Shares of NatWest Group moved up 4.6% on Monday after UBS lifted its earnings forecasts for the British bank. The upgrade followed solid fourth quarter results and better than expected capital generation.
UBS kept its buy rating on the stock. It also maintained a price target of 780p. That suggests a possible total return of around 40% from current levels. The broker raised its diluted earnings per share estimates by 5% for 2026, 4% for 2027 and 3% for 2028.
The fourth quarter numbers impressed analysts. Pre tax profit, excluding one off items and legal charges, came in 7% higher than market expectations. Net interest income was 3% above forecasts. Operating costs were in line with what analysts had predicted.
Loan impairments were much better than expected. They came in 30% lower than forecasts at 13 basis points of total loans. This suggests that borrowers are holding up relatively well.

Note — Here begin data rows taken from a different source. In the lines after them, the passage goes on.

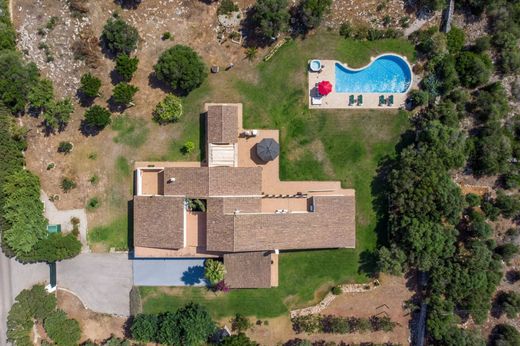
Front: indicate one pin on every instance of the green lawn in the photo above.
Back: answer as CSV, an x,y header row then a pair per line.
x,y
319,145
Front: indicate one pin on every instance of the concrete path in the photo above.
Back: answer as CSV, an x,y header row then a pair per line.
x,y
102,281
169,272
63,218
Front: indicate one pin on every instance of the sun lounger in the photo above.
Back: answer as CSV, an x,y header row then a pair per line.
x,y
316,100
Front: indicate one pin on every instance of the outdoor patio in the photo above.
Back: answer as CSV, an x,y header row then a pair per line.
x,y
334,100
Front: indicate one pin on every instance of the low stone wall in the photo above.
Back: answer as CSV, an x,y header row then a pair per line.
x,y
329,298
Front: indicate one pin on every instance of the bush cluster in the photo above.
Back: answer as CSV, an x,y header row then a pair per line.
x,y
189,325
341,325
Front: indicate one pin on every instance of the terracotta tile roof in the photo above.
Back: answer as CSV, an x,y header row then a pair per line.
x,y
331,225
159,222
248,270
213,181
222,124
219,226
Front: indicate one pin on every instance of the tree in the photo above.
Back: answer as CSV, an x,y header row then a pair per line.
x,y
190,325
504,335
33,304
168,110
270,17
55,247
90,85
119,36
126,66
145,327
473,69
313,11
97,116
418,98
391,261
239,339
57,114
182,68
16,80
123,93
508,303
41,94
214,271
62,330
23,211
455,39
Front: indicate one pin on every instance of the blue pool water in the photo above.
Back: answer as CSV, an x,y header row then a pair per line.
x,y
386,74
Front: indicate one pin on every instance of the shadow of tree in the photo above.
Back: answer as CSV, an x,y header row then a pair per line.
x,y
194,275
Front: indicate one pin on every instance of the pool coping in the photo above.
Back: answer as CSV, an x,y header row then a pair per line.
x,y
338,100
372,59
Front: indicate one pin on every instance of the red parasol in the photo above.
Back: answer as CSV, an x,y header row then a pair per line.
x,y
324,87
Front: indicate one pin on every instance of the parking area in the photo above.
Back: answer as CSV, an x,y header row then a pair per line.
x,y
169,272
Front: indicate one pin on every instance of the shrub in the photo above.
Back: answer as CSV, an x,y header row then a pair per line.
x,y
508,303
190,325
188,147
94,179
119,36
473,200
336,290
313,11
126,66
65,147
97,116
17,78
240,323
239,339
418,98
67,184
455,40
41,94
123,93
90,85
57,114
214,271
166,36
473,69
226,7
346,30
182,68
504,334
482,44
168,110
270,17
506,251
93,203
62,330
144,327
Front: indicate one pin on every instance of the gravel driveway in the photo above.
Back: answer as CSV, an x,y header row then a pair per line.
x,y
102,281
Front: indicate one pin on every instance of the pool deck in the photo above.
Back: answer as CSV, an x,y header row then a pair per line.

UBS described the overall momentum at NatWest as strong. Loan growth and deposit growth both improved. Net interest margin also rose by 8 basis points. The market had expected only a 2 basis point increase.
The bank’s common equity tier 1 ratio stood at 14.0%. That was 30 basis points above consensus estimates. This figure already includes the £750 million share buyback announced alongside the Evelyn Partners deal.
Looking ahead, NatWest’s 2026 guidance is broadly in line with market expectations. Its new targets for 2028 are slightly more ambitious. UBS believes they imply around 2 to 3% upside compared to current forecasts and appear achievable.
The bank is aiming for a return on tangible equity above 18%. It also wants customer assets and liabilities to grow by more than 4% on a compound annual basis. Another goal is to keep its cost to income ratio below 45%. Over time, it plans to operate with a CET1 ratio of around 13.0%.
Overall, the latest results and upgraded forecasts have boosted confidence that NatWest is on a steady path of growth and improving returns.